It was George W. Bush without the aircraft carrier: stealthy, dramatic, and something of a stunt.
With his surprise visit to Afghanistan on Tuesday, President Obama seized a burgeoning debate about whether he was exploiting the anniversary of Osama bin Laden’s demise and injecting a huge dose of steroids.
It was a victory lap surrounded by a sea of khaki uniforms, brandishing the role of commander-in-chief, wielding the weapon of a prime-time televised address.
There was no compelling diplomatic reason for Obama to make the trip, of course. He was signing an agreement with Hamid Karzai to transfer responsibility to Afghan security forces that had already been negotiated. But it was perfectly timed for a president trying to hang onto his job.
Obama used his stern but upbeat speech to lay out his blueprint for ending the war-and providing non-military assistance after that-while noting that the administration is "in direct discussions with the Taliban" about a negotiated peace. In the process, the president took several not-so-veiled shots at the Bush administration.
The war became a quagmire after the Sept. 11 attacks, Obama suggested, because "America spent nearly eight years fighting a different war in Iraq"-the one that he opposed. And in 2002, surrounded at Tora Bora, he reminded the country, "Bin Laden and his lieutenants escaped across the border," on Bush's watch.

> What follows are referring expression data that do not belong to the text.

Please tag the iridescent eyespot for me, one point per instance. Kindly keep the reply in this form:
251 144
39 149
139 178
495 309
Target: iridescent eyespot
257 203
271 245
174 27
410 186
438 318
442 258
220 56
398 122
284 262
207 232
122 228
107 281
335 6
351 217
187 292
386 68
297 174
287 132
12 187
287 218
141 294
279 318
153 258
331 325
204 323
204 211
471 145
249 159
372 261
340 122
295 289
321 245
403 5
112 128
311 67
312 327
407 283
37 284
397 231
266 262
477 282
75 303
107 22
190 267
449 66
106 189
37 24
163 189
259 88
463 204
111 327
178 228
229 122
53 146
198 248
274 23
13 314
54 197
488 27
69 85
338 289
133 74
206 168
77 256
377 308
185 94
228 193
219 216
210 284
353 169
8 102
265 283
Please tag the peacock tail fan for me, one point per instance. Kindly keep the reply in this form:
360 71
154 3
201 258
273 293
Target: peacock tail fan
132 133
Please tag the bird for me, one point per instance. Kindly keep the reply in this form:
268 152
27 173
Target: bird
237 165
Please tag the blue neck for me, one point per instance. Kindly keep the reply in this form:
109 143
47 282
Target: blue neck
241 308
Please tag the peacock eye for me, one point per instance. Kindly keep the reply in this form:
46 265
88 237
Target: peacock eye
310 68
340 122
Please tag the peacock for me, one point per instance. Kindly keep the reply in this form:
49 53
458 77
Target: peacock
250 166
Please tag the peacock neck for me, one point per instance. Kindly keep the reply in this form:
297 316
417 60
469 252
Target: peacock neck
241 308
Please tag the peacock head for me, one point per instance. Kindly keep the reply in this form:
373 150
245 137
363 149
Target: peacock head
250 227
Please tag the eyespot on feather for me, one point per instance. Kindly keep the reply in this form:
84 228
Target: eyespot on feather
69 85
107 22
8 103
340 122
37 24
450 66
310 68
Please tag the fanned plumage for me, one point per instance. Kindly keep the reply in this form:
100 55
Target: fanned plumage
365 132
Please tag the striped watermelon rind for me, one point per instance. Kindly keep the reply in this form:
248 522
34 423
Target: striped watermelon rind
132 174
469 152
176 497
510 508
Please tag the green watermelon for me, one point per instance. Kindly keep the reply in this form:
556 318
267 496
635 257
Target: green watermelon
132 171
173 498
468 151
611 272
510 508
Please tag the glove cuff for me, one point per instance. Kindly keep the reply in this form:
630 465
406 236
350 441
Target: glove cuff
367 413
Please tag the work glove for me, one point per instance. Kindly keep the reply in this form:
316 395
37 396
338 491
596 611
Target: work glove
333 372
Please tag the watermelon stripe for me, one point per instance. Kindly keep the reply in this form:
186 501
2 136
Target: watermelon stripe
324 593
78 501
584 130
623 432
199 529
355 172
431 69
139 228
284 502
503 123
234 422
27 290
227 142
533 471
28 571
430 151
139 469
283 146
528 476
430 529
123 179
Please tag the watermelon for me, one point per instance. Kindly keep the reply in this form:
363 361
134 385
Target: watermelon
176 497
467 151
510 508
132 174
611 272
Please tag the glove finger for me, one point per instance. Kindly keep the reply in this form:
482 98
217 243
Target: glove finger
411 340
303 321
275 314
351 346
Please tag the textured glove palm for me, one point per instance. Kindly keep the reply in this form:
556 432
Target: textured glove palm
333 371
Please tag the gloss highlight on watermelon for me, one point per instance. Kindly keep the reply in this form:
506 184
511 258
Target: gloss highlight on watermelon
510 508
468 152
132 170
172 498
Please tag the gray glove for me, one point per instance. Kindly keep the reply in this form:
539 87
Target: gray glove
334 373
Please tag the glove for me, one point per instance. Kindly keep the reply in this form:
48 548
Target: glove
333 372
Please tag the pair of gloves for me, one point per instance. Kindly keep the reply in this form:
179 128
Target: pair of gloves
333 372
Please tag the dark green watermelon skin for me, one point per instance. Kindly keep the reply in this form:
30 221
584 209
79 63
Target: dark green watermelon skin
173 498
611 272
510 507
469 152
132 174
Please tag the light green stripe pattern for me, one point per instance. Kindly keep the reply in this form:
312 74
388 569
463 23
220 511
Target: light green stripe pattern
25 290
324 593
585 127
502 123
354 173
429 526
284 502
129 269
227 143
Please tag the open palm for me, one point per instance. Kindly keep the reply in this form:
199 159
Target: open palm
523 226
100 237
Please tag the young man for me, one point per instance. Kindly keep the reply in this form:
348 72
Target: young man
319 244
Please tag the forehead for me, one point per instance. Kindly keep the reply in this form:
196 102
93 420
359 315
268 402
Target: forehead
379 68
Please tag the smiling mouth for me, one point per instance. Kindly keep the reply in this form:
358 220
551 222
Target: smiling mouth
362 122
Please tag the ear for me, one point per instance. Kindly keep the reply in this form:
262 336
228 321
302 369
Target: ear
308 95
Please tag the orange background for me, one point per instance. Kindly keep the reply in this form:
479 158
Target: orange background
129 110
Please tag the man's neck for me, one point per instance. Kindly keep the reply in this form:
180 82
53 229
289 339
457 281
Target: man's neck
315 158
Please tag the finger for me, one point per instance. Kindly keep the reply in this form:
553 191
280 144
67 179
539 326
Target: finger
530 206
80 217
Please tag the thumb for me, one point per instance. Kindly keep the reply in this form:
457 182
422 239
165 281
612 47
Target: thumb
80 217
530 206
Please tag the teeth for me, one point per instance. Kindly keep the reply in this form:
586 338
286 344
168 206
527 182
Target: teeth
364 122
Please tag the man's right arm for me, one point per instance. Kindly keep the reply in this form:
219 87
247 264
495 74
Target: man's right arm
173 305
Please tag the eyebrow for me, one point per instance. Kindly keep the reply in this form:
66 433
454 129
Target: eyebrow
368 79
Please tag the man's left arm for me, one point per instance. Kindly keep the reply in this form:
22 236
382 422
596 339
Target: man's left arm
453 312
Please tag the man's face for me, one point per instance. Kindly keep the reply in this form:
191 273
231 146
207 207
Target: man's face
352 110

Since he took office, however, "the tide has turned," "we broke the Taliban's momentum," "devastated al-Qaeda's leadership" and, of course, killed OBL. It was the equivalent of declaring victory while promising a light at the end of the tunnel for the many Americans who are "tired of war."
But the timing of the day's events loomed large. As an Associated Press reporter asked on a conference call, couldn’t this be seen as “fairly craven politics”? A senior administration official said from Bagram Air Base that there was a period of a few weeks to sign the pact and Obama wanted it done in Kabul: “Given that window of time, it is certainly a resonant day for both of our countries.”
And a resonant day for Obama’s reelection campaign.
It’s worth recalling that Bush wrote the playbook. When he showed up in Baghdad to serve Thanksgiving turkey to the troops months after ordering the 2003 invasion, the trip dominated the news for days. By the end of his second term, Bush, Dick Cheney, Don Rumsfeld, and other officials had popped into Iraq so many times that the surprise element dwindled.
If there was a downside to Obama’s trip, it was to remind the country that the decade-old war in Afghanistan is still dragging on. While the president is trying “to responsibly end the war” by 2014, as a senior official put it, about 90,000 American troops remain.
But in politics, pictures are more powerful than words. And the image of the president who got Osama, surrounded by cheering soldiers in the country where the terrorist plotted the 9/11 attacks, is a statement in and of itself.
And Mitt Romney, who has criticized Obama’s Afghan policy, has offered few specifics on what he would do differently—not wanting to been seen as prolonging an increasingly unpopular war.
The trip came as the Obama camp appeared to have gained the upper hand in a round of sniping over whether he was exploiting the anniversary of bin Ladin’s death.
The contretemps began with an Obama Web ad, narrated by Bill Clinton, not only praised the president’s decision to order the raid on the Pakistani compound where bin Laden was believed to be hiding but suggested that Romney might not have made the same call. Outraged surrogates and other Republicans cried foul, and Romney himself claimed that “even Jimmy Carter” would have given the order to capture or kill Osama.
There were three problems with the GOP counterassault.
First, both Joe Biden and Robert Gates, then the Pentagon chief, opposed the Osama raid based on limited intelligence—making clear it was no slam-dunk.
Second, Romney was on record as having said of bin Laden back in 2007: “It’s not worth moving heaven and earth spending billions of dollars just trying to catch one person.”
Finally, the longer the tit-for-tat went on, the more the campaign’s focus remained on the president’s singular foreign-policy achievement.
Romney seemed to recognize as much, toning down his language in a CBS interview Tuesday morning and saying that Obama deserves credit for the fateful decision.
Only one element of Tuesday’s choreographed events departed from the script. An Afghanistan station tweeted the news of Obama’s visit shortly after 9 a.m. Eastern daylight time, and it was retweeted by the website BuzzFeed. Editor in chief Ben Smith took it down after receiving a call from a White House spokesman. “Like most news organizations, we will typically defer to the White House's judgment on true security risks," Smith explained.
The New York Post also took down a report, but the Drudge Report kept the story up, with a red-type headline, for hours. White House officials denied the original report by saying the president “is not in Kabul”—which was technically accurate because he didn’t land until about 2 p.m. (A handful of White House correspondents were summoned for the trip and sworn to secrecy, as is standard practice.)
Despite the leak, Obama’s meticulously planned visit dramatically drove home the demise of bin Laden–and on that score, at least, it was mission accomplished.